Much of what we'll be doing is based on the Stampede2 User Guide.
Getting Set Up
You will receive an email with the link to follow to set up your GitHub repository stampedempi-lab-yourgitname for this Lab.
Using a Stampede2 Login Node
Using the procedure from the earlier lab, use the XSEDE single sign on system to connect to the Stampede2 system at TACC.
Clone a copy of your repository from Lab 5 so you have some MPI programs available.
The default compiler and MPI configurations should be sufficient for most or all of our purposes. Compile with mpicc and run programs with mpirun.
We generally will not run MPI programs on the login nodes. They are not intended for that purpose. But since the programs we are trying out here are very short, we can do so.
Real computations will be done on Stampede2's compute nodes, not the login nodes. These are managed by a queueing system called Slurm, which grant access to subsets of the computer to various users. When you are allocated a set of compute nodes, no other users can run jobs on them.
You can see current summaries of the jobs in the queueing system with the commands sinfo and squeue.
You can see the types of nodes available through the queueing system with the command
sinfo -o "%18P %8a %16F"
This will show a compact summary of the status of the queues. See here to interpret the output.
Using a Compute Node Interactively
A user can and should only log into compute nodes allocated to that user at a given time. We can gain exclusive access to one with the idev command.
Run idev. When prompted, request the default of 68 tasks per node. After a (hopefully) short time, you should get a command prompt on a compute node.
Please log out from the compute node as soon as you are finished with the tasks above. The time the node is allocated to you is charged against our class allocation.
Submitting Batch Jobs to the Compute Nodes
The most common way to use the compute nodes of this or any supercomputer is by submitting batch jobs. The idea is that you get your program ready to run, then submit it to be executed when resources to do so come available.
To set up a batch job, you first need a batch script that can be configured to run your program.
Copy the file /share/doc/slurm/knl.mpi.slurm to your directory that contains your Hello, World executable. Edit it to use "hellotest" in place of "myjob", request 1 node and 32 MPI tasks, a run time of 5 minutes, and replace the -mail-user option with your own email address. You should remove the "SBATCH -A myproject" line, since we have just one allocation to be charged for our run. Finally, replace the ./mycode.exe with the name of your executable.

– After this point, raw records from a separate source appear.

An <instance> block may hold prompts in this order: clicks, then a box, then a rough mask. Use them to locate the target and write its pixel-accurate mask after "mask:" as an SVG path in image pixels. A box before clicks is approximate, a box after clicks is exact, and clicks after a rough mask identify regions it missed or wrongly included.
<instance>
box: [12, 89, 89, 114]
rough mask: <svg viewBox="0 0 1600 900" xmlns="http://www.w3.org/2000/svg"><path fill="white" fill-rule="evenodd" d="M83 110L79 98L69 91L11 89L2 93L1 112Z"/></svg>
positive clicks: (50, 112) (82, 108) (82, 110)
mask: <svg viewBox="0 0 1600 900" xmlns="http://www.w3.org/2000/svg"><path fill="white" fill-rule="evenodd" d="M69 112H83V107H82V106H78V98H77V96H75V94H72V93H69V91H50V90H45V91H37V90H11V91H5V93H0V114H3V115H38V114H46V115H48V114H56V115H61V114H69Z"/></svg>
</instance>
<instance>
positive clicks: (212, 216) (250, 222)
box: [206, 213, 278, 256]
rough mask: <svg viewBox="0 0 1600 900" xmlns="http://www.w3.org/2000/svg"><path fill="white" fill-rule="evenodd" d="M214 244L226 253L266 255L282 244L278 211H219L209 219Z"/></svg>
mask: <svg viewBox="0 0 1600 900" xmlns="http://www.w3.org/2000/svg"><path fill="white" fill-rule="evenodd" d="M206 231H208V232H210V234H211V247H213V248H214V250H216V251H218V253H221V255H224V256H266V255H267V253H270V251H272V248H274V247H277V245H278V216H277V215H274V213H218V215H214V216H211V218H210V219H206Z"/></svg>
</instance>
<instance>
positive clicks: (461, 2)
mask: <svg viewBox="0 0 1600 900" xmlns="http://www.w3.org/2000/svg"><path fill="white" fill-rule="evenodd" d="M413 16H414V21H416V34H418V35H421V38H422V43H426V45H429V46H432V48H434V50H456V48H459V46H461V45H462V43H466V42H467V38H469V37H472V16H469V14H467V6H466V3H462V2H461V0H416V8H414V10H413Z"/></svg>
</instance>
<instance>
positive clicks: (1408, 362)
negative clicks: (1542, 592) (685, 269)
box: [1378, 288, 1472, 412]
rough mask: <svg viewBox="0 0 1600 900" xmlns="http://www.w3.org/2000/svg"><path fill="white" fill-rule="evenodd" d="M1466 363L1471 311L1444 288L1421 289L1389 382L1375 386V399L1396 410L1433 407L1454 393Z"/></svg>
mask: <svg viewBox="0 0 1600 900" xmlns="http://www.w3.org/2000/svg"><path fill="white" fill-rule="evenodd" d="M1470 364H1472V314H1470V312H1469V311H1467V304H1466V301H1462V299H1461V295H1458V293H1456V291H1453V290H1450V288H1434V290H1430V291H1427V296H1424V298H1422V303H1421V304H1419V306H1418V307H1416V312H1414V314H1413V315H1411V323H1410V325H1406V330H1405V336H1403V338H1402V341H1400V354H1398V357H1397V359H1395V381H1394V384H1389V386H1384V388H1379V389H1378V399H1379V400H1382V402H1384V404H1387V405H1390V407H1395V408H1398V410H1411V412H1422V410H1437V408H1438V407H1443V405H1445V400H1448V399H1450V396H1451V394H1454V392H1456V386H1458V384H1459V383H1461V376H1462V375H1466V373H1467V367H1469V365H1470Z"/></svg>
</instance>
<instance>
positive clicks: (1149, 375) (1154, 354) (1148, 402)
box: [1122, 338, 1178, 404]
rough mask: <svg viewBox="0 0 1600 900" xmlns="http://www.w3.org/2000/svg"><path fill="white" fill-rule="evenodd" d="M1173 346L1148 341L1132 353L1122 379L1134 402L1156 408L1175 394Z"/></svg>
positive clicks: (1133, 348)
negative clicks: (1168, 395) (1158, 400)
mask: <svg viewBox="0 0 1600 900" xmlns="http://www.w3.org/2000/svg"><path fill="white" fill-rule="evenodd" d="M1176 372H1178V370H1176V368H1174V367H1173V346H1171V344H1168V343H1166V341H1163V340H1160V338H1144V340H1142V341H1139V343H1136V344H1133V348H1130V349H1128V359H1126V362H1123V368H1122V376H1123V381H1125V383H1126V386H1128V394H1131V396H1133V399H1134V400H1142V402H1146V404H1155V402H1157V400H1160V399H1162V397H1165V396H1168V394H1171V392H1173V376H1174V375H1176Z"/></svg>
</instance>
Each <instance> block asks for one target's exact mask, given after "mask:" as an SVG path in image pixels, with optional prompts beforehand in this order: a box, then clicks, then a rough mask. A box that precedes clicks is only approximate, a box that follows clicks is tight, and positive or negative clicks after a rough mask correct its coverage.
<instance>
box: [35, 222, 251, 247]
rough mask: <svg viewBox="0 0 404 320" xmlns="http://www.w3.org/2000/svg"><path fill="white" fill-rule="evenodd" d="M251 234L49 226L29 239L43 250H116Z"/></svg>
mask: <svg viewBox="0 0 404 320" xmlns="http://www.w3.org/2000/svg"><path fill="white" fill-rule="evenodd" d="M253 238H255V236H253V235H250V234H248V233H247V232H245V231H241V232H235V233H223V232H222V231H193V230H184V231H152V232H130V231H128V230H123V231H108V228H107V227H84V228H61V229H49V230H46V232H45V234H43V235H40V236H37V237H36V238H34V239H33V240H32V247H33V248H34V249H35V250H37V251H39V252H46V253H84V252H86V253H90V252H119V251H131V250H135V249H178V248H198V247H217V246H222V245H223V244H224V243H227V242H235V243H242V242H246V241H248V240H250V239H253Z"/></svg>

Submit the job to the queueing system with the command
sbatch knl.mpi.slurm
Next, let's run with more nodes and processes. We will request 4 nodes, and run 128 processes per node (so the -n value in your script should be 512).
Include the last batch script (3 points) and the last output file (2 points) in your repository.
Submitting
Your submission requires that all required deliverables are committed and pushed to the master for your repository on GitHub.
Grading
This assignment is worth 30 points, which are distributed as indicated above.